Iin a recent article, Du Jifeng, a scholar at the National Institute of International Strategy at the Chinese Academy of Social Sciences, discussed China-Burma relations amid Burma’s political reform. Du expressed the belief that, although Burma is re-balancing the three-way relationship between China, the U.S., and Burma, China’s strategic importance to Burma in geopolitics, energy supply, and border security has not changed substantially.
In the article Du said, “Since March 2011, Burma’s new government has completed the power transfer and has been working on political reform. At the same time, the government of Burma began to adjust its foreign policy. The bilateral relations between Burma and the U.S.-led Western countries has been warming up; high-level leaders have repeatedly visited each other.

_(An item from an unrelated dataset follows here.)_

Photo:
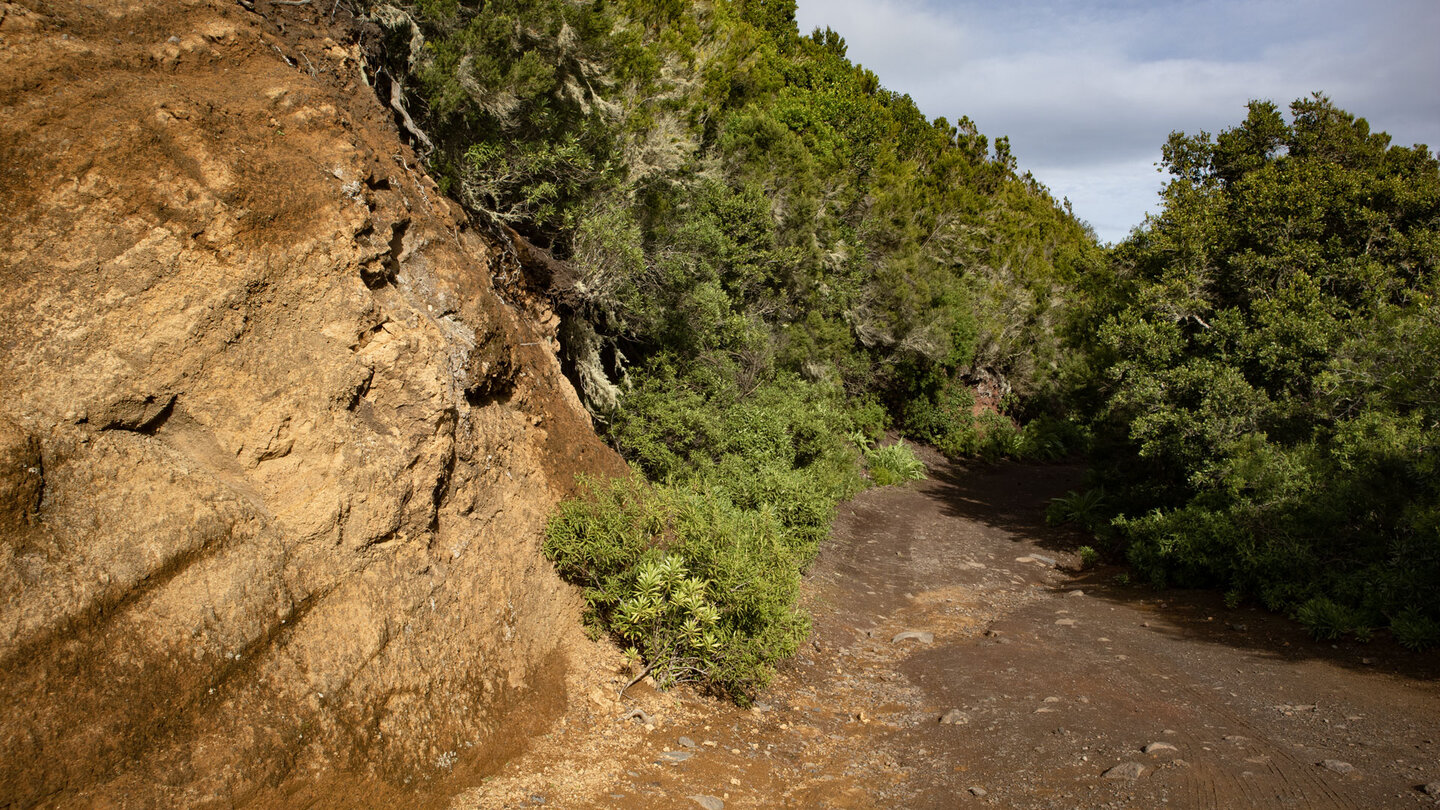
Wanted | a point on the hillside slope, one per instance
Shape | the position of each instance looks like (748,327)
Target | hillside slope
(274,456)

Western countries have canceled or loosened the 20 years of economic sanctions on Burma. Burma has also changed its once one-sided foreign policy toward China and rebalanced the triangular relationship with China and the United States.”
“While Burma gradually becomes closer to the US-led Western countries, the bilateral relations between China and Burma have gone up and down on some specific matters. … Burma’s worry about the rapid rise of China is an important consideration in Burma’s adjustment of its diplomatic focus. Actually, in the history of their relations, Burma has always remained guarded toward China. The growth of China’s economic strength only resulted in Myanmar having more worries.”

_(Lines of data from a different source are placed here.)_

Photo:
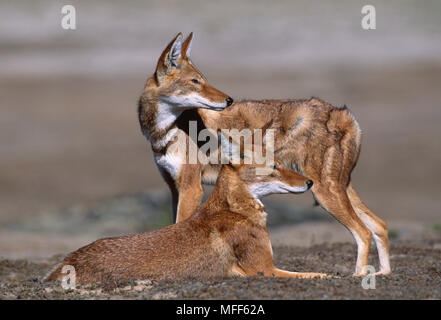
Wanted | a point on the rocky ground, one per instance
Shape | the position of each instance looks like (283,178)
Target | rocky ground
(416,275)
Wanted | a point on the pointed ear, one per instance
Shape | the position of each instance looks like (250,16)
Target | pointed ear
(186,46)
(169,57)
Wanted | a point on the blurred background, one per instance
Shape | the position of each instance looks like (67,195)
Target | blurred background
(74,165)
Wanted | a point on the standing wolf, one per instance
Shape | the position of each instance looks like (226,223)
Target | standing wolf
(311,136)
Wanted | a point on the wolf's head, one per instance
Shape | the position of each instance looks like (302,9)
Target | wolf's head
(180,84)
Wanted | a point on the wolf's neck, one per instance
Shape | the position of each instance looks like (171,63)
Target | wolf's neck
(159,122)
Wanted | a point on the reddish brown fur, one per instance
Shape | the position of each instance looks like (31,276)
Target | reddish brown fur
(311,136)
(226,236)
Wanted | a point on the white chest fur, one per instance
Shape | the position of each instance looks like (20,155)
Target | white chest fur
(171,162)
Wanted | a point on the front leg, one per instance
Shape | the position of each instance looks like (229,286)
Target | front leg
(258,259)
(189,191)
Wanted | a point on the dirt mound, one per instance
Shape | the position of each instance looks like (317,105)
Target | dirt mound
(416,275)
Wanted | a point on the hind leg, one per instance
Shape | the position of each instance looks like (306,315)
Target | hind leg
(334,199)
(377,226)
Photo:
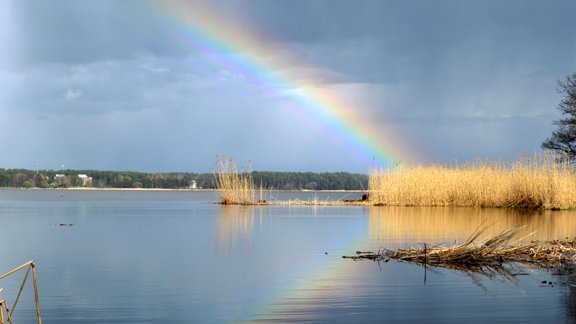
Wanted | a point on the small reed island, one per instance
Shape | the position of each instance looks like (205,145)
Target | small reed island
(541,181)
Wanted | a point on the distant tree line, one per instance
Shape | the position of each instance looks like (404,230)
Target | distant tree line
(22,178)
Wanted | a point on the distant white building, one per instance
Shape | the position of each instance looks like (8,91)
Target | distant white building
(60,179)
(85,180)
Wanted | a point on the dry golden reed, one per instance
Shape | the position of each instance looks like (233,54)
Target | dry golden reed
(546,180)
(236,188)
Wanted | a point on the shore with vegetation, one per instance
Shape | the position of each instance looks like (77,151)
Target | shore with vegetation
(98,179)
(541,181)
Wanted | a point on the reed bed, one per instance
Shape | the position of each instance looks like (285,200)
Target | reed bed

Regarding China-Burma relations under Burma’s new diplomatic policy, Du said, “The main purpose for Burma’s adjustment of its diplomatic focus is to implement a diverse diplomacy and avoid over-reliance on the Chinese economy. However, the strategic importance of China to Myanmar in geopolitics, border, and energy security has not changed substantively. At the same time, China has significant economic interests in Burma and therefore will not easily give Burma up.”